Opinião
As inconsistências problemáticas da "reforma" do IRC
Dois meses de discussão pública e dezenas de colóquios e audiências depois continuam por responder duas perguntas fundamentais sobre a "reforma" do IRC. Quanto custará aos contribuintes? E em que medida o interesse geral do País justifica que se abdique de uma receita substancial numa altura em que se cortam salários e pensões de 700 euros a um milhão de portugueses.
Dois meses de discussão pública e dezenas de colóquios e audiências depois continuam por responder duas perguntas fundamentais sobre a "reforma" do IRC. Quanto custará aos contribuintes? E em que medida o interesse geral do País justifica que se abdique de uma receita substancial numa altura em que se cortam salários e pensões de 700 euros a um milhão de portugueses.
Comecemos pelo custo. A descida de dois pontos da taxa normal dos 25% para os 23% vale, segundo a comissão que preparou as propostas, 219 milhões de euros. O Governo decretou um apagão sobre este valor e fala em apenas 70 milhões, omitindo o que justifica a diferença e as suas implicações. Em traços gerais, a taxa baixa, mas a totalidade do alívio fiscal não se reflecte nos pagamentos por conta que as empresas fazem já em 2014 (com uma lógica semelhante às retenções na fonte dos trabalhadores dependentes). Só em 2015, quando entregarem a declaração de IRC é que as empresas poderão aproveitar na íntegra a redução da taxa, ficando obrigadas a fazer pagamentos antecipados ao Estado acima do necessário.
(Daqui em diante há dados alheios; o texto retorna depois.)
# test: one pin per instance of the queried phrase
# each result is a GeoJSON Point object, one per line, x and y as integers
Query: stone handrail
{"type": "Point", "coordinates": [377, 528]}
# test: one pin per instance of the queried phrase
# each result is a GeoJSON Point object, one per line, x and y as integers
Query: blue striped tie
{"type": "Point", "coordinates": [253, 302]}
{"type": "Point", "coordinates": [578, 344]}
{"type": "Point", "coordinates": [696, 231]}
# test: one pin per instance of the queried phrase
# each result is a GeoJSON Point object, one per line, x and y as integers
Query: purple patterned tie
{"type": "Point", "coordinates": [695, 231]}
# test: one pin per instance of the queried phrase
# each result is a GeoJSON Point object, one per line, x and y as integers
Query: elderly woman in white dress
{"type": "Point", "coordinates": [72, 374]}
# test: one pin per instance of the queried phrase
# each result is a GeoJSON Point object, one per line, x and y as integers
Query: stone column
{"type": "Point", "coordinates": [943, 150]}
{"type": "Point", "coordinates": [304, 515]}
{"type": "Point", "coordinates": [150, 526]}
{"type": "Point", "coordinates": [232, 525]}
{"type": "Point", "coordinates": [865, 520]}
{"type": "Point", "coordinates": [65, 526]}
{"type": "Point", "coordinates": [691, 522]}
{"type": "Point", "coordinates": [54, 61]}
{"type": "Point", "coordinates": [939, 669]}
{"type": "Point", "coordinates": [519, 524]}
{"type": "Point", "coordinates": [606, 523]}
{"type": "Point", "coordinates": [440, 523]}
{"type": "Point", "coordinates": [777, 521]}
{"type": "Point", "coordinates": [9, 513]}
E é em 2015 que os cofres públicos sofrerão o choque orçamental de 149 milhões de euros a somar aos 70 milhões do próximo ano.
A proposta do IRC vem também facilitar as situações em que os grupos podem pagar imposto sobre o resultado consolidado das empresas que o integram. Custará dinheiro, não é quantificado.
O conceito de gasto fiscal, que determina o tipo de despesas correntes que as empresas podem e não podem deduzir como custo, é flexibilizado. É mais uma perda que pode ser significativa é não é quantificada.
Some-se a isto o alargamento do período para o reporte de prejuízos, a criação de benefícios fiscais à compra de activos intangíveis e mais um conjunto de simplificações de redacção das normas a favor do contribuinte e imagine-se o resultado destas parcelas num futuro não muito distante. A falta de transparência é já por si um mau prenúncio.
Vamos agora ao interesse geral. O Governo diz que o País precisa de combinar austeridade com estímulos ao crescimento, que o IRC é uma peça vital nessa estratégia e que a reforma terá efeitos virtuosos já no curto e médio prazo sobre a criação de emprego, sobre o investimento português no estrangeiro, sobre o investimento estrangeiro em Portugal e sobre as exportações. Proclama que a reforma é "fundamental", a proposta "profunda e abrangente", o impacto "muito, muito significativo", mas não sai daí.
Não se apresentam estudos que ilustrem a correlação entre as variáveis, estimativas sobre o impacto da reforma no cenário macroeconómico, nem se explica o que é que falhou para que o hiperbólico "supercrédito" fiscal vá custar 170 milhões de euros a troco de pouco ou nenhum impacto no novo investimento, a julgar pelas Grandes Opções do Plano.
Em entrevista ao Negócios, a ministra das Finanças diz que "é uma questão de convicção que a reforma do IRC abre caminho a melhores perspectivas de crescimento no futuro". Efectivamente, o Governo, a começar pelo secretário dos Assuntos Fiscais, transformou esta "reforma" do IRC num exercício de ilusionismo e de fé. É claro que seria mais fácil acompanhá-los se ao mesmo tempo não fossem exigidos milhares de milhões de euros a pensionistas, funcionários públicos e contribuintes de IRS.